Die Verteidiger des Rechtsstaates kennen keine Gesellschaft, sondern nur Rechtssubjekte, deren Interessen rechtsstaatlich geschützt werden müssen, notfalls gegen deren eigene Einsicht. Ihr Reim auf Schäubles Vorgehen ist der Bürger als Manipulationsobjekt einer sicherheitsfanatischen Politik, die seine von ihr forcierten Ängste auf ihre repressiven Mühlen leitet. Dem Bürger wird gleichsam ein falsches Bewusstseins attestiert, hinter dem es gilt, aufklärerisch belehrend seine wahren Freiheitsinteressen zur Geltung zu bringen.

Die rechtsstaatliche Kritik der Sicherheitspolitik verteidigt das Recht, doch sie reflektiert nicht den erheblichen Wandel, dem die mit ihm korrespondierende Staatlichkeit unterworfen ist. Während in der Politologie schon seit Jahren die transformierenden Effekte der Globalisierung analysiert werden und daraus allmählich ein verändertes, wenngleich gebrochenes Demokratiemodell gefiltert wird, verharrt die Selbstwahrnehmung der dritten Gewalt in der Dogmatik eines national geprägten Rechtssystems. Mit dieser Selbstwahrnehmung klagt sie über die Entwicklung zum Präventionsstaat, ohne deren gesellschaftlichen Triebkräfte näher zu betrachten.

Der englische Kriminologe David Garland spricht angesichts dieser gesellschaftlichen Veränderungen zu Recht von der Abschaffung des wohlfahrtsstaatlichen Strafrechts. In der Konsequenz hat sich das Verlangen nach negativer Freiheit vor dem Staat verlagert hin zum Interesse an einer Gewährleistung positiver Freiheit auch durch den Staat, das diesem bereitwilliger Kompetenzen zumisst.
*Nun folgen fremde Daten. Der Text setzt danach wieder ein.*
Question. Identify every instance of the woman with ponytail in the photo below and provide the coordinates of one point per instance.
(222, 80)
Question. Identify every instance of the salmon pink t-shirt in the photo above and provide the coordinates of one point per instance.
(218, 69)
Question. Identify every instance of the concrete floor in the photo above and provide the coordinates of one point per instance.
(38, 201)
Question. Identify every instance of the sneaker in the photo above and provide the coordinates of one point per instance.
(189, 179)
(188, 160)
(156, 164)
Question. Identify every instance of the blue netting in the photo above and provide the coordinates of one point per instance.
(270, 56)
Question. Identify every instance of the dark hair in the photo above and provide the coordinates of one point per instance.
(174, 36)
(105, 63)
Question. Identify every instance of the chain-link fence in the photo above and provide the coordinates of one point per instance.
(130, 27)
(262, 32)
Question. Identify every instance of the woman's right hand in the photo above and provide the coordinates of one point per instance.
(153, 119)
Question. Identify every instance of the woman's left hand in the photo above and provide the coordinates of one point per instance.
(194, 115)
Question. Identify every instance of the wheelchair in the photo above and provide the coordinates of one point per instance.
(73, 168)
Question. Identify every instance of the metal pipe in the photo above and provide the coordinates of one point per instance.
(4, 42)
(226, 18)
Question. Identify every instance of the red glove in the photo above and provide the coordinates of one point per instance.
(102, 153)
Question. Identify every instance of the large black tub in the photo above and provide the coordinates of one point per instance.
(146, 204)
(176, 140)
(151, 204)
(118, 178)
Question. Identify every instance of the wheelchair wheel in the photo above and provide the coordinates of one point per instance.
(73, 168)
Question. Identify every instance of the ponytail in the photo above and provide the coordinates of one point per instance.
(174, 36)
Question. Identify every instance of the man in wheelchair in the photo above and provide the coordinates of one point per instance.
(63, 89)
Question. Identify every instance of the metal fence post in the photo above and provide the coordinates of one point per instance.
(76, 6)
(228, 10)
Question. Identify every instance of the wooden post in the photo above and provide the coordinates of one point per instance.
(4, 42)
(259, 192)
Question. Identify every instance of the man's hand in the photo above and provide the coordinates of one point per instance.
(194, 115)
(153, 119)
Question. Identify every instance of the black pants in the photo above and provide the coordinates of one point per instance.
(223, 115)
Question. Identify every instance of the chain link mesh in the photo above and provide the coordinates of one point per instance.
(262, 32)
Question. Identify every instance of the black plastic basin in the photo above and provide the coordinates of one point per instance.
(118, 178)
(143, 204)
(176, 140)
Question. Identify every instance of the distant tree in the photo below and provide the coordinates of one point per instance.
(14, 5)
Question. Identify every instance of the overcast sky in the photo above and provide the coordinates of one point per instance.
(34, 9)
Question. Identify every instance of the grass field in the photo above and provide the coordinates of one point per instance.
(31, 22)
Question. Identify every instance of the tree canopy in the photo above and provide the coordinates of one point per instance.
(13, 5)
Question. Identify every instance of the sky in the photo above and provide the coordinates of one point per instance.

Doch was passiert, wenn der Staat den damit verbundenen Erwartungen nicht mehr gerecht werden kann, wenn er Grenzen seines Handlungsvermögens eingestehen muss? In seinem Verlangen, das Luftsicherheitsgesetz doch noch durchzusetzen, hat der Bundesinnenminister auf die wahrscheinlich einzige verfassungsrechtlich treffende, gleichwohl zweischneidige Begründung zurückgegriffen, dass es letztlich "um die Abwehr von terroristischen Angriffen, die den Staat in seinen Grundlagen erschüttern", gehe.

Ein Staat, der sich in seinen Grundlagen erschüttert zeigen muss, um seine Ziele zu erreichen, ist wahrlich nicht mehr der starke Staat, den die Kritiker als Bedrohung empfinden. "Souverän ist, wer über den Ausnahmezustand entscheidet" - diese umstrittene These von Carl Schmitt bewahrheitet sich in der Umkehrung: Wer den Ausnahmezustand ausrufen muss, hat seine Souveränität schon eingebüßt.